If i seemed disrespectful about the advice I recieved before, that is not what I intended, Those methods just dont work for my Specific horse but I am still very thankful for your help.


----------



## AKPaintLover (May 26, 2007)

As I said, different methods work better for different people, horses, and situations. I am also a fan of driving in circles. The key behind driving in circles or driving backwards is the work they have to do as a result of their behavior rather than the specific directions. 

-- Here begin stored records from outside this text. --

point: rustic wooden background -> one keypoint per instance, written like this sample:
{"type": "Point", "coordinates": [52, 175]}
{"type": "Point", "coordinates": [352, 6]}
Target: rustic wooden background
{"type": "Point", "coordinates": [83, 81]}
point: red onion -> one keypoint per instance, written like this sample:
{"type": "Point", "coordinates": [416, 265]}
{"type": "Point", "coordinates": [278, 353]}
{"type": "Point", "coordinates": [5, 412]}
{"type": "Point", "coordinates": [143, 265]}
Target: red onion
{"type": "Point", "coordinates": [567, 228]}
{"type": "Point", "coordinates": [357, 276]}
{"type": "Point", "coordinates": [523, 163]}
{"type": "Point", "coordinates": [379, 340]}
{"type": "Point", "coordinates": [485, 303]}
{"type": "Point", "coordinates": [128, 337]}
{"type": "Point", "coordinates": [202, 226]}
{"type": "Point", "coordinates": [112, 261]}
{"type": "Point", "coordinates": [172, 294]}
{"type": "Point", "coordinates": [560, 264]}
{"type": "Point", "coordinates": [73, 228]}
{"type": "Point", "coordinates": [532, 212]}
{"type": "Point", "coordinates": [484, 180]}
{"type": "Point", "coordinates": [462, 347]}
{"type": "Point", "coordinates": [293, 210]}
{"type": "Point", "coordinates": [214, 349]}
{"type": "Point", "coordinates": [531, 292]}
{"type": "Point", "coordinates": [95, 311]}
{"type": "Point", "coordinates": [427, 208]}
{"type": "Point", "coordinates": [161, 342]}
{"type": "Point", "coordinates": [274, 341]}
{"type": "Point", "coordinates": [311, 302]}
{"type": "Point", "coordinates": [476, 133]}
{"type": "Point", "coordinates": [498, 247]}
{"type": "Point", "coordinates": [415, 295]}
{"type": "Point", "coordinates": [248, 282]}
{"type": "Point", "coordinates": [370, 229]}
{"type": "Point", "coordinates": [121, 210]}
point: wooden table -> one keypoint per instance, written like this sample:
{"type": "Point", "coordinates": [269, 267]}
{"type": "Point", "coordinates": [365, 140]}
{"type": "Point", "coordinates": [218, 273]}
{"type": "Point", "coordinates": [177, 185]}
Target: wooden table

My horse is a rather low key fellow, so I was not so worried about him becoming too scared and going over backwards - so backing worked fine for him, but I could see that being an issue with some horses. In the few times he did it and I reacted, back was the best direction for us to go with me responding immediately. Circling is excellent also if you are in a good area - and actually better to really make them work 

I am sorry I was not more clear about the "get in their face" comment. I did not mean it literally (I was on a long line for goodness sake). I am talking about getting real big, yes, maybe a little scary, and basically making your presence and authority very clear to them. Please stay clear of feet 

This is why my posts are usually novels - if I do not clearly ariculate everything, there are misunderstandings about what was said. That will teach me to be less wordy


----------



## Flying B (Jul 4, 2007)

I would go with what firelight said, use a rope halter. You don't want to make her go forward, horses think forward is a good thing.


----------



## firelight27 (Jul 20, 2007)

I'm glad you found a way to get your horse back down on the ground. I think thats the most important step, and it helps greatly with the safety of your relationship. I think the driving concept was the most important point, whether its back, forward, sideways, etc. And yes, each horse has a different threshold for how aggresive you can be. The trick is always to find your horse's comfort zone, and the limits it reacts best within. Its true you don't want to frighten your horse, nor allow much in the way of misbehavior. Its always a line you have to find thats different with each horse. Hope you keep progressing! ^_^


----------



## Eventer Gal (May 15, 2007)

:lol: I am sure after you guys bond you wouldn' have a problem  

Cheers 8)


----------